Enable Echo and Echo Reply only if you want to support ping, which many sites don't. Ping exposes you to potential Smurf attacks, but blocking IP address spoofing and use of the broadcast address (as we described earlier) help prevent Smurf attacks. The Windows implementation of traceroute (i.e., tracert) also uses Echo and Echo Reply messages.
Allow inbound and outbound Destination Unreachable and Network Unreachable messages, and allow inbound Port Unreachable messages. Outbound Port Unreachable is more problematic. If you enable this option, you're susceptible to an attacker using UDP port scanning against you. But disabling outbound Port Unreachable means that incoming client connections to an invalid port will time out rather than close immediately. We prefer to block the option, but you need to be aware of the trade-off and make your own decision. You probably need to allow inbound and outbound Source Quench messages (which you use for flow control). However, you must recognize that malicious users can also use these messages as part of some attacks. You'll want to block Redirect, Router Advertisement, and Router Selection messages.
Allow Timestamp and Timestamp Reply, but realize that a sophisticated attacker might be able to use ping or timestamp messages to predict the value of quasi random counters such as those that determine the initial sequence number for TCP connections. If an attacker guesses the initial sequence number, you become susceptible to various IP spoofing attacks.
You probably need to allow inbound and outbound Time Exceeded messages (identifying that the packet lifetime or reassembly timer has expired) and Parameter Problem messages. You need to enable Traceroute messages only if you want external users' traceroute commands to work.

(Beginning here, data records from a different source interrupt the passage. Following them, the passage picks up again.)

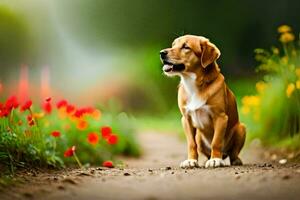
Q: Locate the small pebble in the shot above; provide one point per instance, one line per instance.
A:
(27, 195)
(282, 161)
(83, 174)
(126, 174)
(60, 187)
(285, 177)
(70, 181)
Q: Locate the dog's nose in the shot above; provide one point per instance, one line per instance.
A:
(163, 54)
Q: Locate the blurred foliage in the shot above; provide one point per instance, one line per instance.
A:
(13, 38)
(48, 137)
(273, 113)
(236, 27)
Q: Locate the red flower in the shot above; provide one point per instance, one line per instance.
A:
(108, 164)
(11, 102)
(70, 109)
(70, 151)
(106, 131)
(48, 99)
(3, 111)
(81, 125)
(61, 104)
(112, 139)
(47, 107)
(93, 138)
(55, 133)
(78, 113)
(30, 120)
(26, 106)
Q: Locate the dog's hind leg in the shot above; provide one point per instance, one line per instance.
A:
(238, 140)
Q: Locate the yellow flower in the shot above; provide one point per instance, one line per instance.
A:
(287, 37)
(245, 110)
(251, 100)
(261, 86)
(38, 115)
(298, 72)
(284, 29)
(284, 60)
(298, 84)
(275, 50)
(290, 89)
(256, 116)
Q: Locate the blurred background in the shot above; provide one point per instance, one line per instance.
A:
(103, 51)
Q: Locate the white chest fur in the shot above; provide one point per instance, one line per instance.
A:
(196, 106)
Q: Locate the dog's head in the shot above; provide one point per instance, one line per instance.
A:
(188, 53)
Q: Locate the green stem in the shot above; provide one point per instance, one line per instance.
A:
(77, 160)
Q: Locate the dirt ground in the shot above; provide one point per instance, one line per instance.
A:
(156, 175)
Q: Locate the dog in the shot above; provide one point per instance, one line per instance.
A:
(208, 107)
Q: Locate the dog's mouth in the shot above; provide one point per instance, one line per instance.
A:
(171, 67)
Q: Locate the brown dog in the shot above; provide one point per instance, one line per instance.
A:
(208, 107)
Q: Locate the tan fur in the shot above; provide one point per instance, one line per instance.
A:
(218, 132)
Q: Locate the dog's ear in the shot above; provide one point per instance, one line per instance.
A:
(210, 53)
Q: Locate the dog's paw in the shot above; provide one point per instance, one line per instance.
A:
(236, 162)
(189, 163)
(215, 162)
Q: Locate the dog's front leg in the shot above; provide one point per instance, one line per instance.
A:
(190, 133)
(220, 125)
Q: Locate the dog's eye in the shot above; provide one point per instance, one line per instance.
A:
(184, 46)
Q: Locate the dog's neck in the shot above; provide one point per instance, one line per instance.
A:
(200, 78)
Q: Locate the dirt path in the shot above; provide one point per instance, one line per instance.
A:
(156, 176)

Be aware that ICMP defines message types and subtypes. ICMP message type 3, for example, is Destination Unreachable. That message type has several subtypes that a code specifies: code=0 is Network Unreachable, code=1 is Host Unreachable, and code=3 is Port Unreachable. Be sure that your packet filter provides the granularity you need to implement your site's security policies. The IANA list of ICMP messages is at http://www.isi.edu/in-notes/iana/assignments/icmp-parameters.

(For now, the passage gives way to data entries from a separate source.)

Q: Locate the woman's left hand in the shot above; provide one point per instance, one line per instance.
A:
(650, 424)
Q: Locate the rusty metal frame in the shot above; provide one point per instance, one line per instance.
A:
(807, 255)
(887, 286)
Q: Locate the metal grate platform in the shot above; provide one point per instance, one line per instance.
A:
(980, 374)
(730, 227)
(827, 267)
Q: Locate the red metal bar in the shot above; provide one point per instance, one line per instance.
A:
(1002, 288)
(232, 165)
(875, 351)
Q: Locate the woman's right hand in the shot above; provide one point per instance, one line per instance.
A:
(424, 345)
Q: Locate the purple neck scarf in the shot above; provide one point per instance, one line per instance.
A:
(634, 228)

Packet Filtering in the Real World
You can implement packet filtering in a router, packet-forwarding server, or firewall. Routers, such as those from Cisco Systems, Bay Networks, and Ascend, have their own OSs and command-line interfaces. One downside to packet filtering is that correctly creating a rule set is difficult, and a router's arcane syntax exacerbates that difficulty. A packet-forwarding server, such as an NT Server machine running RRAS, or a firewall, such as Check Point Software Technologies' FireWall-1, provides a GUI to configure the packet-filtering rule set, which greatly simplifies the task.

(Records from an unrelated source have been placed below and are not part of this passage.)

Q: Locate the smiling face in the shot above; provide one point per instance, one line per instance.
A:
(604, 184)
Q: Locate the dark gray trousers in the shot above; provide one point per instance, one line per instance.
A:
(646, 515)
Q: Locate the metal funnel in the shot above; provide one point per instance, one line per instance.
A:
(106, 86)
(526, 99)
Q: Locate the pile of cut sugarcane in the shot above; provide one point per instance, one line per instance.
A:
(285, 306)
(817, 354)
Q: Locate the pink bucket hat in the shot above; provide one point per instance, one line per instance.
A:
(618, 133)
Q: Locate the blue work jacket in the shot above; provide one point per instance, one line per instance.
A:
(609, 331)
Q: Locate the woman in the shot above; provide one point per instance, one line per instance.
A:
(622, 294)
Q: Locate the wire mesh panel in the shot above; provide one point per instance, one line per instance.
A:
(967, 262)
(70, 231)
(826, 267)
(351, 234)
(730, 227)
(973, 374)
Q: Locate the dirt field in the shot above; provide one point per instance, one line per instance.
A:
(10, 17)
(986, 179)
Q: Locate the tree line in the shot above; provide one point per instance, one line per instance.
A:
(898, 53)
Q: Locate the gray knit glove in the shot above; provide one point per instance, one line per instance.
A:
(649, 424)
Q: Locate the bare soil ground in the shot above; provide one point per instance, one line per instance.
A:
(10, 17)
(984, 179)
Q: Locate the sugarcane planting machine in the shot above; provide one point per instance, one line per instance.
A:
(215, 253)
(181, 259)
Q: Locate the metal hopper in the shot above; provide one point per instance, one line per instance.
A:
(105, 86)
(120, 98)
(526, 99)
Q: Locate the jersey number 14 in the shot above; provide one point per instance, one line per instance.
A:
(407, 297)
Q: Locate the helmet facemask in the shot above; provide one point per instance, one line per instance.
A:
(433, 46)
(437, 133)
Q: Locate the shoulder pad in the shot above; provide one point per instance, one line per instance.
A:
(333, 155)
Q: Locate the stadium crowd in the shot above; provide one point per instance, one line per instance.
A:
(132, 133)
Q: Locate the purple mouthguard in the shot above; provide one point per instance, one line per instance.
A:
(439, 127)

Of course, packet filtering isn't the only way to protect a local network. Another approach is to use a proxy server. Proxy servers don't filter packets per se. When a local user attempts to connect to an external server, a connection establishes to the proxy server, which in turn connects to the external server. A similar operation occurs when an external user connects to an internal server. Most proxy servers benefit from use with packet filtering. (For more information about proxy servers, see Mark Minasi, "Get Wired," July 1998.)
Packet filtering is a powerful security tool. But to build good packet-filter rule sets that work, you must understand the TCP/IP protocol suite and how the individual protocols work and interact. An informative book about packet filtering is D. Brent Chapman and Elizabeth D. Zwicky, Building Internet Firewalls (O'Reilly & Associates, 1995).